In closing, here’s a thought to consider. It’s something I’ve learned during my adult life. There are those who want to take from you, and to control you, and their greatest weapon is not intimidation and fear; it is ease, and comfort. Ease of living, ease of use, ease of grasping a point or identifying a threat. Convenience and simplicity have been weaponised. In the face of that, for most people the idea of there being nobility in hardship is absurd. That doesn’t mean it isn’t functionally true; the idea will just never spread beyond the minority who are able to endure hardship by choice, in service of principle. And you’d better believe they’re a minority.

Instead, it must also be ease which is its own counter weapon. People won’t switch away from convenience until the alternative — and the process — is also convenient. The era of weaponised price is waning, ushering in the age of weaponised inertia and comfort. I think that most people, at least in the West, are now bordering upon being incapable of choosing to do a hard thing except in extremis. But there are still those who will choose to do a hard thing in order to make that thing easy in future, for themselves and for others.
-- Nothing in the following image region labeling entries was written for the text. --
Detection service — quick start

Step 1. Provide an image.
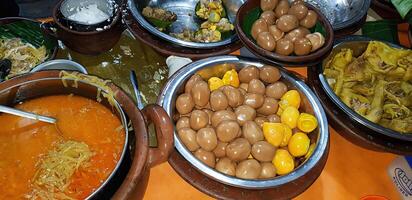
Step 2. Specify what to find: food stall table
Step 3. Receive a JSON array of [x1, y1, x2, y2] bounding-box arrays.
[[46, 7, 400, 200]]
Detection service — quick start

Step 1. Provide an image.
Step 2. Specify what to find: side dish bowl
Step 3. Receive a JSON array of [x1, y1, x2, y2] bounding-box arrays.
[[127, 0, 245, 49], [235, 0, 334, 66], [158, 56, 329, 194], [308, 36, 412, 154]]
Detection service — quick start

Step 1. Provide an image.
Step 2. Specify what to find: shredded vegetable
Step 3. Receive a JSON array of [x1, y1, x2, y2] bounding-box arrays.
[[323, 41, 412, 133], [26, 140, 93, 199], [0, 38, 47, 78], [60, 71, 117, 108]]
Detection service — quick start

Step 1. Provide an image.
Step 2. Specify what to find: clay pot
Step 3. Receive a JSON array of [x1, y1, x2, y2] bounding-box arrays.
[[308, 36, 412, 155], [0, 71, 173, 199], [46, 1, 124, 55]]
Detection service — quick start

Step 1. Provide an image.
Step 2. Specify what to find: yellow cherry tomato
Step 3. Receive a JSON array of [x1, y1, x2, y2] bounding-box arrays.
[[276, 107, 283, 116], [272, 149, 295, 175], [280, 106, 299, 129], [305, 143, 316, 158], [298, 113, 318, 133], [222, 69, 240, 88], [279, 90, 300, 109], [207, 77, 224, 91], [263, 122, 285, 147], [288, 132, 310, 157], [280, 124, 292, 147]]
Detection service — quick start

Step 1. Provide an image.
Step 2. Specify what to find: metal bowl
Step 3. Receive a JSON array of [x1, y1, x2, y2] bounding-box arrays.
[[306, 0, 371, 31], [308, 36, 412, 154], [158, 56, 329, 189], [127, 0, 246, 49], [30, 59, 87, 74]]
And they’re called software developers.

If you’re one of those, maybe you can help a bit more than most people can. Do something to free others from closed platforms and apps. Support more than one operating system, or contribute to the open source software community. If you’re a writer like me and willing to roll up your sleeves a little, I’ve created a solution for publishing fiction and non-fiction in multi-trim-sized paperbacks/hardbacks and standards-compliant ePub formats, with lots of customisation, all from Markdown files in the filesystem, and it’s built entirely on top of open source software: pandoc publish. Likewise, if you need plaintext-based back-of-book indexing without resorting to Microsoft and without the learning curve of LaTeX, I have a project for that too: TextIndex. I created these things to liberate myself, but you can use them too.

You can use one platform while supporting others, even if you can’t yet quit the platform itself. You can also practice for departure, or quiet quit, by slowly cutting ties. That’s my intention. Not because Apple or anyone else will care, but because I do.

It’s tempting to think of liberty as a binary thing, and perhaps ultimately it is, but pragmatically that’s a pessimistic position. There are some problems which don’t have an immediate solution — but progress can still be made. The individual can simultaneously embrace radical acceptance but also push against their own status quo.

In whatever small ways we can find, externally noticed or not, we can always resist.